In [None]:
!./init.sh

# Assignments

The following assignments will test your knowledge in unsupervised learning. Note that this data is already nontrivial and some tasks can prove difficult. However, the point of the assignment is to practice and experiment with the techniques you learned. Therefore, do not get discouraged if you do not get the results you expect with one single method. Instead, try a few different approaches and see if you can spot any common patterns in the results.

## Tools

Tools and concepts that might have not been discussed previously, but could be useful for these assignments:

- [RDKit](https://www.rdkit.org/docs/index.html)
    - [Molecular Descriptors](https://stackoverflow.com/questions/64141686/calculate-descriptors-with-rdkit)
    - [Molecular Fingerprints](https://www.rdkit.org/docs/GettingStartedInPython.html#morgan-fingerprints-circular-fingerprints)
- [Feature Scaling](https://scikit-learn.org/stable/modules/preprocessing.html)
- [Feature Selection](https://scikit-learn.org/stable/modules/feature_selection.html)
- [molplotly](https://github.com/wjm41/molplotly)
- [Getting Clusters out of Hierarchical Clustering](https://stackoverflow.com/questions/44428512/get-a-list-of-clusters-formed-from-dendrogram-in-python)
- [pChEMBL Values](https://chembl.gitbook.io/chembl-interface-documentation/frequently-asked-questions/chembl-data-questions#what-is-pchembl)

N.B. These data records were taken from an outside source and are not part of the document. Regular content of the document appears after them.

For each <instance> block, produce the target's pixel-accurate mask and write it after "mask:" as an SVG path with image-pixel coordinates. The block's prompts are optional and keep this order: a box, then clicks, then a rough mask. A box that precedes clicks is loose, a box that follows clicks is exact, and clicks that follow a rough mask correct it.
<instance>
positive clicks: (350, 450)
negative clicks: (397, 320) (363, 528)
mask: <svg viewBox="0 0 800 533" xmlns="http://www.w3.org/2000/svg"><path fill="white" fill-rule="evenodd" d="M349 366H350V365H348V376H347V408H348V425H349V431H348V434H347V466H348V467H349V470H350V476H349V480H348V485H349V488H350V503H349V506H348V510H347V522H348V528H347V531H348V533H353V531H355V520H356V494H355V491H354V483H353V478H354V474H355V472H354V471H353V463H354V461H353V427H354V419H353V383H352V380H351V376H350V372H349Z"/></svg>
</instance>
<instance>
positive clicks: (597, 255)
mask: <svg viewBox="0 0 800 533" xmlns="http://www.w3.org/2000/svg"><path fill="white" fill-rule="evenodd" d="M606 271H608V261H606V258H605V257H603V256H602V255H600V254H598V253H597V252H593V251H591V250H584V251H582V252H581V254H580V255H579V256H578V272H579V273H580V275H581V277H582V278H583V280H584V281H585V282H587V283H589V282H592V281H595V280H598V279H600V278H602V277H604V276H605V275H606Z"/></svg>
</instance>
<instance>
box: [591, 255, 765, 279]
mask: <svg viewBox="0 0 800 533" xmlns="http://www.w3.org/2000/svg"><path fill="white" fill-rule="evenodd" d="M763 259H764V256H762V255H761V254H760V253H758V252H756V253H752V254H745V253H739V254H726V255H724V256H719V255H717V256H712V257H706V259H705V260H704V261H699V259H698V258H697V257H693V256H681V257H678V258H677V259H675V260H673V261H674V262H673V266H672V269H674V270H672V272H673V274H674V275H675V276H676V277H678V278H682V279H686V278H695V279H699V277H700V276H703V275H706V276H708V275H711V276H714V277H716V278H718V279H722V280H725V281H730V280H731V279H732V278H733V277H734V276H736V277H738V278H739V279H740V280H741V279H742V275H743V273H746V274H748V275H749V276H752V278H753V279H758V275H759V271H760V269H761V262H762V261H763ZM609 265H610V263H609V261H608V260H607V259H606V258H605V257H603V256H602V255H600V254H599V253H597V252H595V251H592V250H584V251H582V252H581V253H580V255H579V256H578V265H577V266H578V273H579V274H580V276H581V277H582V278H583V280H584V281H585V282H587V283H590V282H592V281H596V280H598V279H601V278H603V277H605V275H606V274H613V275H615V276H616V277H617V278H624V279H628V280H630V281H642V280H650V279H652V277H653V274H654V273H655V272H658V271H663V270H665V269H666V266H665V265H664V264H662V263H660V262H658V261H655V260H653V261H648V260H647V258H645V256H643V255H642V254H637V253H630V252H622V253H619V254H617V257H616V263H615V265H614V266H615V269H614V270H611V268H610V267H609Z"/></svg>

Feel free to also use resources online and scientific literature. Also pay attention to the various columns in the data sets. Some of them might be useful for your analysis and point you to the relevant literature. Making yourself familiar with the data itself can then help you better understand the results of your analysis.

# 1. Visualizing Chemical Space

In this assignment, you will use your previous knowledge about molecular descriptors and unsupervised learning to cluster molecules. The data set you will be working with is saved in the `molecules.csv` file. It provides only the structures of molecules as SMILES strings. These molecules can be clustered in multiple ways. Select the best set of descriptors and a clustering method that in your opinion captures the relationships between the molecules in the data set in the most meaningful way. Note that this assignment does not have a single correct answer. Therefore, do not be afraid to explore and present multiple distinct solutions.

In the discussion of your results, focus mainly on answering the following questions and include code and data to support your answers:

- How many distinct groups of compounds do you think there are in the data set and why?
- Was the dimensionality reduction method you chose able to group structurally similar compounds together?
- What do you think are the main advantages and disadvantages of the dimensionality reduction method you chose?
- Do you obtain similar results with multiple dimensionality reduction methods? If yes, which ones? If no, why do you think that is?

# 2. Clustering Active and Inactive Molecules

The `Q99685_papyrus.tsv` file contains bioactivity data for 700 compounds from the [Papyrus](https://jcheminf.biomedcentral.com/articles/10.1186/s13321-022-00672-x) data set. The molecules were measured for inhibition of monoglyceride lipase (MGLL, [Q99685](https://www.uniprot.org/uniprotkb/Q99685/entry)). Use your knowledge of clustering methods to cluster the molecules in the data set.

Try to find answers to the following questions and support your answers with data and code:

- Can you find clusters associated with higher ratio of more active molecules? Discuss a few examples.
- What do you think is the most potent chemical series? List the measured bioactivities for all compounds in the found series.
- What do the most potent compounds have in common?
- If you use a dimensionality reduction method to plot the chemical space, do you obtain similar results as with the clustering method? Do you see compounds belonging to one cluster close to one another in the chemical space depiction as well?